Personally I don't care what decodes it as long as it is done and I trust my player for that otherwise I wouldn't have put money into it. 

Do people just want to maintain the status quo and do everything the same way it was done in the DVD generation or do you just like your receiver displaying TrueHD?

So why does it or doesn't it matter to you?


----------



## tonyvdb (Sep 5, 2007)

avaserfi said:


> The title pretty much sums it up. Why do so many seem to make so much of a receivers ability to internally decode the new HD formats?


The main reason that its best to send the uncompressed HD audio signal through to the receiver is because if its done in the DVD player its self you will loose (from what I have read) the back two channels if the HD or DTS HD audio has that information. most DVD players also only have 5.1 analog outputs as well so if you have to use them you have then gone through one unnecessary conversion. Plus if you have a higher end receiver it will do a better job of it anyhow.


----------



## avaserfi (Jul 5, 2007)

tonyvdb said:


> The main reason that its best to send the uncompressed HD audio signal through to the receiver is because if its done in the DVD player its self you will loose (from what I have read) the back two channels if the HD or DTS HD audio has that information. most DVD players also only have 5.1 analog outputs as well so if you have to use them you have then gone through one unnecessary conversion.
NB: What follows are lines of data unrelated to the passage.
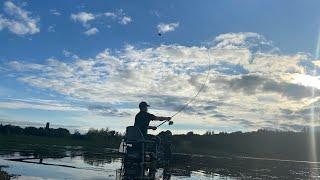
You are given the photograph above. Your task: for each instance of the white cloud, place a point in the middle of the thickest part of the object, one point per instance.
(110, 14)
(87, 19)
(91, 31)
(38, 104)
(164, 28)
(18, 21)
(55, 12)
(52, 28)
(247, 87)
(125, 20)
(83, 17)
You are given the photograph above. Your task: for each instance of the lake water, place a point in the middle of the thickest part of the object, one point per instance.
(103, 166)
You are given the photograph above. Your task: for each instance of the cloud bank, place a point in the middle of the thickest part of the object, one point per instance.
(18, 20)
(251, 84)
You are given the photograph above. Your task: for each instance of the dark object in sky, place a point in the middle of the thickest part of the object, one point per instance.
(143, 105)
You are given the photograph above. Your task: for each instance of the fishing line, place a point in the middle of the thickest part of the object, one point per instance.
(196, 95)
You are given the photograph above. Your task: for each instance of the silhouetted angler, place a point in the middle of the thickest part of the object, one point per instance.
(143, 119)
(47, 126)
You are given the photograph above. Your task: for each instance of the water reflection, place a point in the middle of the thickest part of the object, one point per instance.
(76, 165)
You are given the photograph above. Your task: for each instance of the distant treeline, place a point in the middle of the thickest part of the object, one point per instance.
(261, 143)
(98, 136)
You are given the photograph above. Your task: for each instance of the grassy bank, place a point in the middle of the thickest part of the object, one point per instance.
(23, 142)
(4, 175)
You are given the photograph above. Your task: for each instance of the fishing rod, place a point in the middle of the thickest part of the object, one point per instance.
(192, 98)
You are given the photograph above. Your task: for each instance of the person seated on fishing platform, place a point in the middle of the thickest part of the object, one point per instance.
(142, 121)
Plus if you have a higher end receiver it will do a better job of it anyhow.


If the HD player is capable of decoding full a full 7 channel signal then you don't loose the back two discrete channels via the PCM signal when the receiver gets it if it is capable of handling them of course.

Also, if you have a high end receiver what changes in how the format is decoded? Price does not equal quality. The same algorithms should be used to decode the files no matter the location it takes place.


----------



## brent_s (Feb 26, 2007)

As long as the player truly does internal decoding to multi-channel PCM, I agree, it shouldn't matter. The s/w is the same for either device and the receiver's DACs will be used in either case. Unfortunately, a few reviews of the latest BD players suggest that internal decoding of TruHD/DTS-HD may actually be getting you a 2-channel downmix. Since they'll still bistream the lossless track, you can get full multi-channel decoding using an appropriate receiver.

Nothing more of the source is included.